Celotehan panjang Lulove masuk ke dalam hati, menusuk seperti belati yang tajam, dan membuat hatinya bolong. Namun, Marco merespons dengan santai. "Aduh, ini kalimat terpanjang Lulupi. Belajar pidato di mana, Lup?"

Lulove menatap dingin dan datar Marco yang terlihat nyengir seperti orang bodoh. Bicara panjang lebar rupanya tidak berhasil menyadarkan Marco. Tingkat ksadarannya sudah paling kritis.

"Aduh, Lulupi. Tatapan matamu menarik hati. Oh, senyumanmu manis sekali." Marco bersenandung sambil goyang ubur-ubur seperti tarian yang ditunjukkan Spongebob.

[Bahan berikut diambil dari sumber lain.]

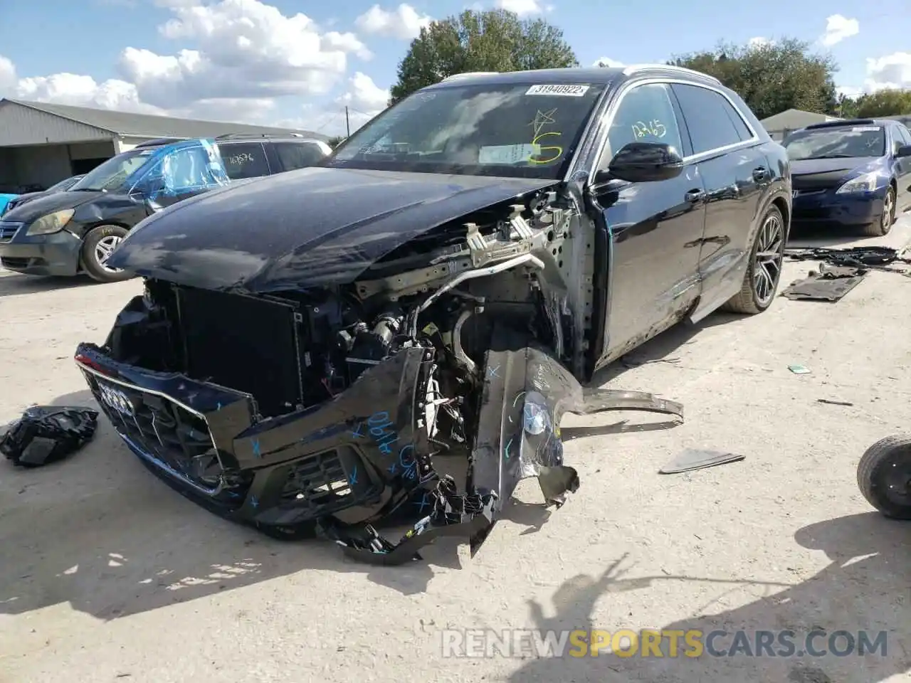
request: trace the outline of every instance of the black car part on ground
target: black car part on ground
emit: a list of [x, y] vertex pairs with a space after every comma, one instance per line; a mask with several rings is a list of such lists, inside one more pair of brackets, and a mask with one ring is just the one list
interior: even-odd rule
[[911, 436], [886, 436], [857, 463], [857, 486], [887, 517], [911, 520]]
[[821, 260], [833, 266], [868, 268], [876, 270], [906, 272], [905, 269], [888, 268], [890, 263], [911, 263], [891, 247], [849, 247], [846, 249], [798, 248], [784, 250], [785, 258], [792, 260]]
[[819, 264], [819, 272], [811, 270], [807, 277], [792, 282], [783, 292], [785, 299], [816, 301], [837, 301], [860, 284], [869, 270], [853, 266]]
[[13, 464], [40, 467], [79, 450], [95, 435], [97, 411], [33, 405], [0, 437], [0, 453]]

Sungguh, Lulove menyesal bicara panjang lebar kalau hasilnya begini. "Pak, mumpung di rumah sakit coba periksa otaknya. Saya pamit pulang. Permisi." Lalu, dia menyingkirkan tamgan Marco dari pundaknya dan melenggang pergi tanpa mau menceramahi lagi.

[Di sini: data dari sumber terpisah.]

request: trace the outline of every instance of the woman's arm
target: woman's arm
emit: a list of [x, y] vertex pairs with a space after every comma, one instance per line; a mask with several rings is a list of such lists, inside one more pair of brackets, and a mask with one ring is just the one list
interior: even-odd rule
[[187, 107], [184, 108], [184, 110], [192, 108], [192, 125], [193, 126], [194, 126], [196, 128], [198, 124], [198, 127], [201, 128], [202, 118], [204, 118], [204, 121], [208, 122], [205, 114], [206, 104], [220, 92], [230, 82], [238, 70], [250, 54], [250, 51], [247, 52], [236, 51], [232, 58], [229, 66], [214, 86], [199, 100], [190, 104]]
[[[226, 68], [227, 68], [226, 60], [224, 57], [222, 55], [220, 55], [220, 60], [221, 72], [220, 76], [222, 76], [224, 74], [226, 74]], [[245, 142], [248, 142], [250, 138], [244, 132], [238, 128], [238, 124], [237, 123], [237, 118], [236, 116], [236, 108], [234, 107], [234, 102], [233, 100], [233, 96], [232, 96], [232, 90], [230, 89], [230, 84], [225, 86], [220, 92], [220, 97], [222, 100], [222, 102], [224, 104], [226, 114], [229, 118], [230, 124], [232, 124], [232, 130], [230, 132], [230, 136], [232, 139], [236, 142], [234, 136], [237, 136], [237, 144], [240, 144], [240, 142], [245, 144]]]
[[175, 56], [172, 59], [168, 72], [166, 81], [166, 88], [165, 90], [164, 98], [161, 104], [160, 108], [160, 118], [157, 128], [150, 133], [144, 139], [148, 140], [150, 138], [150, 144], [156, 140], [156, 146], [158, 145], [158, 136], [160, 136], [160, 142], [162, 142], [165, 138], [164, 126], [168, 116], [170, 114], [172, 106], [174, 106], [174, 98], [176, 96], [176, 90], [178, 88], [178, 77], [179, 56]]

Selepas kepergian asistennya, Marco diam menunduk. "Iya, kamu benar, Lulove. Saya memang nggak bertanggung jawab."

Di sela kesadaran yang mulai muncul dari dalam diri, gadis kecil mengeluarkan suara. "Papa?"

Marco mendekati Belle, duduk di samping tempat tidur dan mengusap kepala putrinya. "Belle udah bangun? Ada yang sakit nggak?"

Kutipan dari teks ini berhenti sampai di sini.